Recent polls by Yale and Stanford show that almost twice as many Americans support a carbon fee and dividend as oppose it. Once again, the American public is showing that it is more forward-thinking than its elected leaders.

Over the next few months President Obama and Congress are in a position to transform the global energy economy and stabilize our planet by promoting a revenue-neutral carbon tax, at home and at the United Nations climate talks in Paris in December.

MARY SELKIRK

Berkeley, Calif.

The writer is a volunteer with the Citizens Climate Lobby.

To the Editor:

A price on carbon is an essential tool in reducing climate pollution, but don’t give short shrift to a proven approach: emissions trading.

Well-designed pollution markets helped cut acid rain in the United States at a fraction of the predicted cost. Similar markets are working today to cut carbon pollution in California, seven Chinese cities and provinces, and other countries and regions home to nearly a billion people in all.

Even the European Union system you criticize has successfully cut emissions, and given the E.U. confidence to adopt a more stringent target.

The goal of climate policy is not simply to price pollution; it is to reduce it.
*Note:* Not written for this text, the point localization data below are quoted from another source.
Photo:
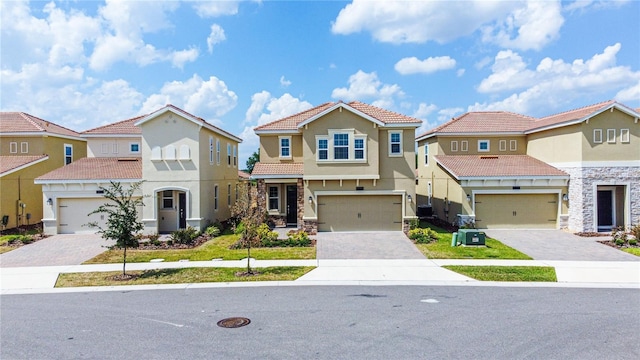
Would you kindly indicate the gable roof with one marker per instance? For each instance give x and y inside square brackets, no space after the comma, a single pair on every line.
[500,166]
[197,120]
[20,123]
[10,164]
[372,113]
[92,169]
[124,127]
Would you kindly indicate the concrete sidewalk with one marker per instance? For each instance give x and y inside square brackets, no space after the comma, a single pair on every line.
[424,272]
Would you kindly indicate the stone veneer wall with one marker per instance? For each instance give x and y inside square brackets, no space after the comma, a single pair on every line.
[581,190]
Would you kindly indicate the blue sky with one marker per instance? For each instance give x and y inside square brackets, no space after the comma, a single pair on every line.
[239,64]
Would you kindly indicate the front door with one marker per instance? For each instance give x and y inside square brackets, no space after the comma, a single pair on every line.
[182,210]
[292,204]
[605,210]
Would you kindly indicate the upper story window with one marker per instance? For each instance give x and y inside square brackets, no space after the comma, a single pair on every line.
[395,143]
[68,154]
[483,145]
[285,147]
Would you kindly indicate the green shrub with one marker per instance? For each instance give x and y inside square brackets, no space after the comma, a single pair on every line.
[185,236]
[423,236]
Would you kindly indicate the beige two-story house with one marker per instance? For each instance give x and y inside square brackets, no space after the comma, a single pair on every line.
[577,170]
[29,147]
[338,167]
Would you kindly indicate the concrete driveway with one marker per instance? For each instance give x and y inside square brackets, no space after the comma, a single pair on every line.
[67,249]
[559,245]
[365,245]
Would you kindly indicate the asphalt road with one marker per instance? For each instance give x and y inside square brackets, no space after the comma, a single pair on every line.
[342,322]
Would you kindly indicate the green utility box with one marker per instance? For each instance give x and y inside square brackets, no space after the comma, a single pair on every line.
[471,237]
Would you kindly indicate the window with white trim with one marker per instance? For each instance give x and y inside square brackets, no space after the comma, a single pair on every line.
[274,199]
[395,143]
[483,146]
[624,135]
[285,147]
[68,154]
[597,136]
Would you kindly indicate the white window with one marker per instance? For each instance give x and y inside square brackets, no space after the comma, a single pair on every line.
[210,149]
[597,136]
[274,199]
[167,199]
[624,135]
[218,151]
[285,147]
[395,143]
[323,148]
[483,146]
[426,154]
[68,154]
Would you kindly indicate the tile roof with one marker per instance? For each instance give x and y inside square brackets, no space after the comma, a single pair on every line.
[19,122]
[97,169]
[385,116]
[124,127]
[463,166]
[8,163]
[261,169]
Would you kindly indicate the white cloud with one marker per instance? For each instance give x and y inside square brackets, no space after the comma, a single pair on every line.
[208,99]
[215,37]
[367,86]
[412,65]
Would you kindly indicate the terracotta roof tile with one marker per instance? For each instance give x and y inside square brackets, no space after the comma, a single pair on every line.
[8,163]
[19,122]
[496,165]
[98,169]
[261,169]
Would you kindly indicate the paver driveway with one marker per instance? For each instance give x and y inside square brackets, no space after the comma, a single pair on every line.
[559,245]
[68,249]
[365,245]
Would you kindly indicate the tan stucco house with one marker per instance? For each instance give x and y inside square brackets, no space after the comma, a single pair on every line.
[189,168]
[338,167]
[578,169]
[30,147]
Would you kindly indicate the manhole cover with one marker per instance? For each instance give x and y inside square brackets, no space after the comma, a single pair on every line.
[234,322]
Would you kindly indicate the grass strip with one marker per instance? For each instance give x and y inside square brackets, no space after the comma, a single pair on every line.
[442,249]
[181,276]
[217,248]
[507,273]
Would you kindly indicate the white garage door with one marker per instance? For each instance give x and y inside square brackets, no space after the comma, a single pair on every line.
[73,214]
[360,213]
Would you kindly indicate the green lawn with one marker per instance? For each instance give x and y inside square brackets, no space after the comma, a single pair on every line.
[442,248]
[181,276]
[217,248]
[506,273]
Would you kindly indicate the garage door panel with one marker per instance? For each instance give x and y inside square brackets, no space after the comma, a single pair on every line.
[360,212]
[533,211]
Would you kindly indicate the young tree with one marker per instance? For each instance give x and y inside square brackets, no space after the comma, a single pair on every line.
[122,217]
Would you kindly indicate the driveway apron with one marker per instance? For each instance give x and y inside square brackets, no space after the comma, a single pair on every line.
[558,245]
[366,245]
[67,249]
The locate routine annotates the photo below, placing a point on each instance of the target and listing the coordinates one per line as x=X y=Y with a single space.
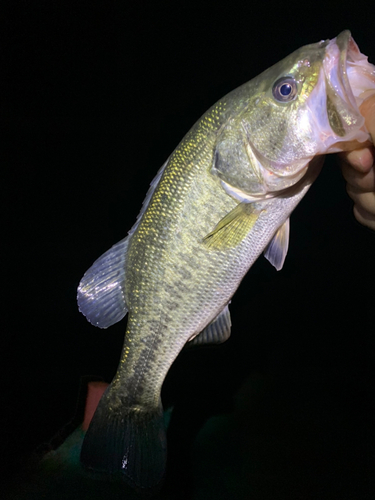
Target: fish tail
x=127 y=442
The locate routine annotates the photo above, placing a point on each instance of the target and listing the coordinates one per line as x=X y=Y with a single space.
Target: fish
x=221 y=199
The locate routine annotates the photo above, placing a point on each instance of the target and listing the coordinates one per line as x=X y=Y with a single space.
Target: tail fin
x=130 y=443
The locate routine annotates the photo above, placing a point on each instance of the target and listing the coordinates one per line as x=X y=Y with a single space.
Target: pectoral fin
x=217 y=332
x=278 y=246
x=232 y=228
x=101 y=291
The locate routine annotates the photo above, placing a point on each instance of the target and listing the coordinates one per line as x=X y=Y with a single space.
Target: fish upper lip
x=335 y=67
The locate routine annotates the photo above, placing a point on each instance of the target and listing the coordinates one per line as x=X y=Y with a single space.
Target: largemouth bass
x=222 y=198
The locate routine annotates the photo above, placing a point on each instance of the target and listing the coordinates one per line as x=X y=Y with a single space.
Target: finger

Either a tax or a cap, if well designed, can achieve it. So let’s move beyond this debate and focus on the real issue: the need for ambitious action, at home and abroad, to put the world on a path to a secure and stable climate.

NATHANIEL O. KEOHANE

GERNOT WAGNER

New York

The writers are, respectively, vice president for international climate and lead senior economist at the Environmental Defense Fund.

To the Editor:

Your editorial correctly assesses the Big Six European oil and gas chief executives’ call for a carbon tax as anything but a bold environmental stand. Self-interest motivates their plea for taxes to displace their chief competitor, coal, especially in developing countries using coal to power their economies and lift hundreds of millions from poverty.

Equating federal and state gasoline taxes in the United States to a carbon tax is strained. A better example would be the carbon adder embedded in the Environmental Protection Agency’s power plant proposal.

The agency’s plan relies upon a $33-per-ton carbon penalty to force the use of more expensive electricity over cheaper sources. According to the Southwest Power Pool, the grid operator for eight states, the proposal will require it to effectively impose a $45-per-ton carbon tax on its customers.

The emission reductions under the E.P.A.’s costly power plan over 10 years will be largely wiped out by global emissions in a single year.

HAL QUINN

President and Chief Executive

National Mining Association

Washington

To the Editor:

Both Republican and Democratic members of Congress should consider a border-corrected, 100 percent revenue-neutral carbon fee. A border correction allows us to correct for the difference in energy costs for manufactured products between countries that have a carbon fee and those that do not.

If it costs an additional $1 in carbon fee because doll X was made in the United States, any doll X made in a country that did not have a carbon fee that was going to enter the United States market would pay the fee at the border.

The fee should start low, but be set to increase each year for at least a decade. That would provide a market signal for American entrepreneurs to find innovative ways to provide goods and services using less and less fossil fuel each year.

The border-corrected portion would protect American businesses from countries that do not have a carbon tax of their own, like China. With a border-corrected, 100 percent revenue-neutral carbon fee, we can grow the economy, add local middle-class jobs, increase our competitiveness with China, and make our air and water cleaner.

Isn’t that what every member of Congress wants for America? Isn’t that what we all want for America?

SABRINA S. FU

Ellicott City, Md.

The writer teaches environmental management and science at the University of Maryland University College.